Oh my, Ruth, what a beautiful quilt?!


----------



## treeguy64 (Mar 11, 2020)

sadie123 said:


> So cute to be so bad.


All birds are bad! I have a sweet, bad bird, Zola. He's a cockatiel. He's twenty-seven, and still tries to bite me, when I feed him. His momma never taught him: Don't bite the hand that feeds you! We do whistle together, before bedtime. I do a line, he does a line. Sometimes, we get down! He sits on my finger, just fine. The only times he's actually bitten me, his bites were never hard, never hurt.

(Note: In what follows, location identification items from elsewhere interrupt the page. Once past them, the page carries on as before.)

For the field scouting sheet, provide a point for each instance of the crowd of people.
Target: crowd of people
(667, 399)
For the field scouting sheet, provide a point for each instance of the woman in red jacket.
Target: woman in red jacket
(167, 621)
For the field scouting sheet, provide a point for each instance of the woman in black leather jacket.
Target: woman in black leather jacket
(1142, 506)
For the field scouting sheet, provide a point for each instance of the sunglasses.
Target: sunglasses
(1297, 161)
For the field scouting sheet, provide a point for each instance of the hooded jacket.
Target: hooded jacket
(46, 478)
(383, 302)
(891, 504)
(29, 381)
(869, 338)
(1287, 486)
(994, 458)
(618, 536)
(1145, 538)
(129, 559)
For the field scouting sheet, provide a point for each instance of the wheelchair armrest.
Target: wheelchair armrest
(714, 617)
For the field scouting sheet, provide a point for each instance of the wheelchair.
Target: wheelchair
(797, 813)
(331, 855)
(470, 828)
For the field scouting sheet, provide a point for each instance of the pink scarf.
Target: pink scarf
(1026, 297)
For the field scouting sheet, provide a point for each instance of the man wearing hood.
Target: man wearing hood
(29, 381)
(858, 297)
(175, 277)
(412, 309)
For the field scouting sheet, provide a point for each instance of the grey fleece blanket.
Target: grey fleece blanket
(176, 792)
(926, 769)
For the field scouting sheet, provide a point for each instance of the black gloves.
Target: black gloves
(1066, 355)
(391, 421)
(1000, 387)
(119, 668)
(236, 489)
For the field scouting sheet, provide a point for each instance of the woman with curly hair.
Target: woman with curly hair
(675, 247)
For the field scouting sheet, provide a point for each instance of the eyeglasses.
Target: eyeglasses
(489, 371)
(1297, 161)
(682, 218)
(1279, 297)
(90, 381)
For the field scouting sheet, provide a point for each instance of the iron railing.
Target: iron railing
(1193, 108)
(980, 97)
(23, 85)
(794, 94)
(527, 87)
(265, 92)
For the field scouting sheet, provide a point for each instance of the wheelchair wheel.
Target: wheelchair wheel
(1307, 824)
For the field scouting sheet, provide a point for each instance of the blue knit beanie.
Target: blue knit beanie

(I was going to post his pic, but SF's pic upload server is down.)


----------



## treeguy64 (Mar 11, 2020)

Zola, the sweet, bad bird!


----------



## Ruth n Jersey (Mar 11, 2020)

treeguy64 said:


> Zola, the sweet, bad bird!
> View attachment 95153


Mine will be 17 and he looks just like your Zola. I guess they never show their age. Ferocious,Kerby is a very picky eater. He doesn't like the bigger seeds or nuts. His treat at night is either white bread, and it has to be fresh,Cheerios, or American cheese. Only yellow.  Occasionally he will nibble on a cheese puff ,potato chip or corn chip. I don't give that to him very often they say salty snacks aren't good for them.


----------



## applecruncher (Mar 11, 2020)

Now I'm craving a Reuben sandwich. Yum!


----------